Just as it is our choice to be vaccinated or not, in the interest of the public health to make us all safe, we choose, we work, or we lose our jobs.
These mobsters are not that special, anarchists have existed throughout history. They deserve what has now complicated their lives. We do not deserve how they have complicated other’s lives. It all comes down to simply making choices.

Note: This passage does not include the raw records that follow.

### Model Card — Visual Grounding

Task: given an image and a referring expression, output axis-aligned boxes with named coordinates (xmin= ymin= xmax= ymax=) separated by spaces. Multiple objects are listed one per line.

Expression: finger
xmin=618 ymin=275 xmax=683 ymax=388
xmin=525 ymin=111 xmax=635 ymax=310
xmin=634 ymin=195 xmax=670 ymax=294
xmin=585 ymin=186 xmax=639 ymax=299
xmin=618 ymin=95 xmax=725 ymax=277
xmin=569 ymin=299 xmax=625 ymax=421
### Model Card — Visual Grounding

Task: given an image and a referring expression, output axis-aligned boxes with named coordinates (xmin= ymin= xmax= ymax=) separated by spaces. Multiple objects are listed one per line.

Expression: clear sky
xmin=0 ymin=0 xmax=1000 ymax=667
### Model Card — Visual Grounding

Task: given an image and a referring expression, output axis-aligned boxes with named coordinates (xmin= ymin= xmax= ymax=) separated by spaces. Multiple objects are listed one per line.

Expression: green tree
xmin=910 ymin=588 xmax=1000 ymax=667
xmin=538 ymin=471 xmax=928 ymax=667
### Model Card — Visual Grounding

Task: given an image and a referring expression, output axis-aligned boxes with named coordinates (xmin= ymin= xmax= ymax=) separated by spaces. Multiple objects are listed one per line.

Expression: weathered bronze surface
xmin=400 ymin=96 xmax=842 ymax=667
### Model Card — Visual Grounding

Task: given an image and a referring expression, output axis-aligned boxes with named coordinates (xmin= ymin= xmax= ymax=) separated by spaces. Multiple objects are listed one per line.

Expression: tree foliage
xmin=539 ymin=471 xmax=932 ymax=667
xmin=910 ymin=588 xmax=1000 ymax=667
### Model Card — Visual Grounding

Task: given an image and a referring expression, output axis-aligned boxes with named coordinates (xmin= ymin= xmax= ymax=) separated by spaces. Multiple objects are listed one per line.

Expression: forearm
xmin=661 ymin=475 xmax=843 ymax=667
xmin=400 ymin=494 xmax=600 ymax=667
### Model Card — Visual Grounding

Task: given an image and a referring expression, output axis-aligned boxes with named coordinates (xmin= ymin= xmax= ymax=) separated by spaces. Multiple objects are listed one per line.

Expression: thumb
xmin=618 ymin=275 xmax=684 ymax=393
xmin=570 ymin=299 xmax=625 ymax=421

Part of being a responsible citizen is taking responsibility for the choices we make, paying taxes, insuring homes and vehicles, abiding by the rules of the road, and using our voice at the voting polls. That’s who Canadians are. We wait and we watch, peacefully but horrified by the bad behavior of a very small minority.
We stand together for “OH CANADA, THE TRUE NORTH STRONG AND FREE.” I am a nurse. I proudly fly this flag.

4 replies on “Sea to Sky”
Enjoyed this post. Very well articulated. You are great at conveying things literally.
Thanks Linda, I appreciate your feedback. Please feel free to share the post. Hope all is well in your corner.
Yep, I have to agree 100%.
I was really suprised by Ottawa.
The US American anarchy disease has spread North.
I was really surprised by the rise of fascism in the EU.
Evil spreads like a disease.
Fair Winds.
It made me very anxious as we do not normally have this ideology in our face. I know it’s there, and I deal with it with some clients at work. It’s a plague of delusional stupidity, and resistive to rational and critical thinking. I’m ready for a warm weather escape, hint hint.